|  |  | On the morning of the twenty eighth we slept.  It was a good thing, 
		we told ourselves;  the eyes grow weary with looking at new things;  
		sleeping late, we said, has its genuine therapeutic value; we would be 
		better for it, would be able to work more effectively.  We have 
		little doubt that all this was true, but we wish we could build as good 
		a rationalization every time we are lazy.
 For in some beastly way this 
		fine laziness has got itself a bad name.  It is easy to see how it 
		might have come into disrepute if the result of laziness were hunger.  
		But it rarely is.  Hunger makes laziness impossible.  It has 
		even become sinful to be lazy.  We wonder why.   One could argue, particularly if one had a gift for laziness, that is 
		is a relaxation pregnant of activity, a sense of rest from which 
		directed effort may arise, whereas most busy-ness is merely a kind of 
		nervous tick. We know a lady who is obsessed with the idea of ashes in an ashtray.  

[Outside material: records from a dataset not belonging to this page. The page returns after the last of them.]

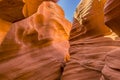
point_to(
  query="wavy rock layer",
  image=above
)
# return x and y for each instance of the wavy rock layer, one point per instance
(112, 15)
(4, 28)
(93, 56)
(11, 10)
(36, 48)
(31, 6)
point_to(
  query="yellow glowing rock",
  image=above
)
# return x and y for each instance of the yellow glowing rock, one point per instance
(30, 7)
(4, 27)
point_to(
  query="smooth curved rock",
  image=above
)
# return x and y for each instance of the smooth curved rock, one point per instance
(89, 48)
(36, 48)
(11, 10)
(31, 6)
(112, 15)
(4, 28)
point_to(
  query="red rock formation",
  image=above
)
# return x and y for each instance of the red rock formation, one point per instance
(112, 15)
(36, 48)
(111, 70)
(31, 6)
(11, 10)
(90, 50)
(4, 28)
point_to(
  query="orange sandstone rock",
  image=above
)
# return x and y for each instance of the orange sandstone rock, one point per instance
(4, 28)
(36, 47)
(93, 56)
(11, 10)
(112, 15)
(31, 6)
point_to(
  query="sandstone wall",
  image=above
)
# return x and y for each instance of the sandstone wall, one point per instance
(36, 48)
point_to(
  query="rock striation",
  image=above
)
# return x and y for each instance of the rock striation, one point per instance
(11, 10)
(112, 17)
(93, 55)
(36, 48)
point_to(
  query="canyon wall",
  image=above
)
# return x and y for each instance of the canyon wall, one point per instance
(36, 48)
(37, 42)
(94, 46)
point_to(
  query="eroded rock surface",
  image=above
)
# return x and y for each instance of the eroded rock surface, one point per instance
(36, 48)
(91, 51)
(11, 10)
(112, 15)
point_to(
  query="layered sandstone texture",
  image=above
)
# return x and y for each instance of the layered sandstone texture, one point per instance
(93, 55)
(11, 10)
(36, 48)
(112, 15)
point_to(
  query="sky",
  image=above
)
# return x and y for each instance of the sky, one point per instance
(69, 7)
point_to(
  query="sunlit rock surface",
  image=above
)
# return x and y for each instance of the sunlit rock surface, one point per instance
(4, 28)
(31, 6)
(36, 48)
(112, 15)
(11, 10)
(92, 53)
(111, 70)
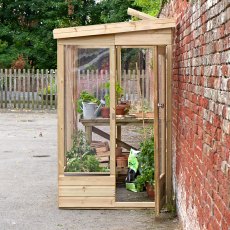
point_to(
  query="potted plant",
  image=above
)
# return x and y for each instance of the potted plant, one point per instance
(146, 161)
(121, 108)
(48, 91)
(81, 157)
(87, 100)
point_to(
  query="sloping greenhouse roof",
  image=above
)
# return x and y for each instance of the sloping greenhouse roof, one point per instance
(114, 28)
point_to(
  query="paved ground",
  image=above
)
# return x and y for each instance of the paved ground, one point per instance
(28, 176)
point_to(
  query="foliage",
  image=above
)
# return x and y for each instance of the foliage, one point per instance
(151, 7)
(81, 157)
(118, 90)
(115, 10)
(27, 27)
(85, 97)
(146, 161)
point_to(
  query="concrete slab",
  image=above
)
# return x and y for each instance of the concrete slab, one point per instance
(28, 176)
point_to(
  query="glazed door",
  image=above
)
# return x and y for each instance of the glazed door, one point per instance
(160, 126)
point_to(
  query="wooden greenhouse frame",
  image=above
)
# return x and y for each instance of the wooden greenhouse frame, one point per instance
(95, 191)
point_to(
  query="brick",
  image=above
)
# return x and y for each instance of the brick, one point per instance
(201, 109)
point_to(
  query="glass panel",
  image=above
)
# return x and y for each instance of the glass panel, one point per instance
(134, 120)
(87, 136)
(162, 107)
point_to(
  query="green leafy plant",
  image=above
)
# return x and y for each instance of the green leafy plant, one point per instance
(146, 161)
(118, 90)
(85, 97)
(81, 157)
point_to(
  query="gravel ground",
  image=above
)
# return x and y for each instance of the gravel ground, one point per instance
(28, 175)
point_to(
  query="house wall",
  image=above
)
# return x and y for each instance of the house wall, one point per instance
(201, 112)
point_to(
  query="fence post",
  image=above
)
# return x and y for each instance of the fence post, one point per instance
(28, 88)
(32, 88)
(51, 89)
(46, 85)
(15, 88)
(1, 86)
(19, 88)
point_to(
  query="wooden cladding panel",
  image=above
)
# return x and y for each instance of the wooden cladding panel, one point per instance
(144, 38)
(113, 28)
(95, 41)
(86, 202)
(86, 180)
(87, 191)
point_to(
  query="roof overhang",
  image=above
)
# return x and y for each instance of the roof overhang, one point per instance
(114, 28)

		She is not lazy.  She spends a good half of her waking time making 
		sure that no ashes remain in any ashtray, and to make sure of keeping 
		busy she has a great many ashtrays.  Another acquaintance, a man, 
		straightens rugs and pictures and arranges books and magazines in neat 
		piles.  He is not lazy either;  he is very busy.  To what 
		end? If he should relax and, perhaps with his feet up on a chair and a 
		glass of cool beer beside him - not cold, but cool - if he should 
		examine from this position a rumpled rug or a crooked picture, saying to 
		himself between sips of beer (preferably Carta Blanca beer), "This rug 
		irritates me for some reason.  If it were straight, I should be 
		comfortable;  But there is only one straight position (and this is 
		of course, only my own personal discipline of straightness) among all 
		possible positions.  I am, in effect, trying to impose my will, my 
		insular sense of rightness, on a rug,  which of itself can have no 
		such sense, since it seems equally contented straight or crooked. Suppose I should try to straighten people", and here he sips deeply.  
		"Helen C., for instance is not neat, and Helen C." - and here he goes 
		into a reverie - "how beautiful she is with her hair messy,  how 
		lovely when she is excited and breathing through her mouth."  Again 
		he raises his glass, and in a few minutes he picks up the telephone.  
		He is happy;  Helen C. may be happy; and the rug is not disturbed 
		at all. How can such a process have become a shame and a sin.  Only in 
		laziness can one achieve a state of contemplation which is a balancing 
		of values, a weighing of oneself against the world and the world against 
		itself. A busy man cannot find the time for such balancing.  We do not 
		think a lazy man can commit murders, not great thefts, nor lead a mob.  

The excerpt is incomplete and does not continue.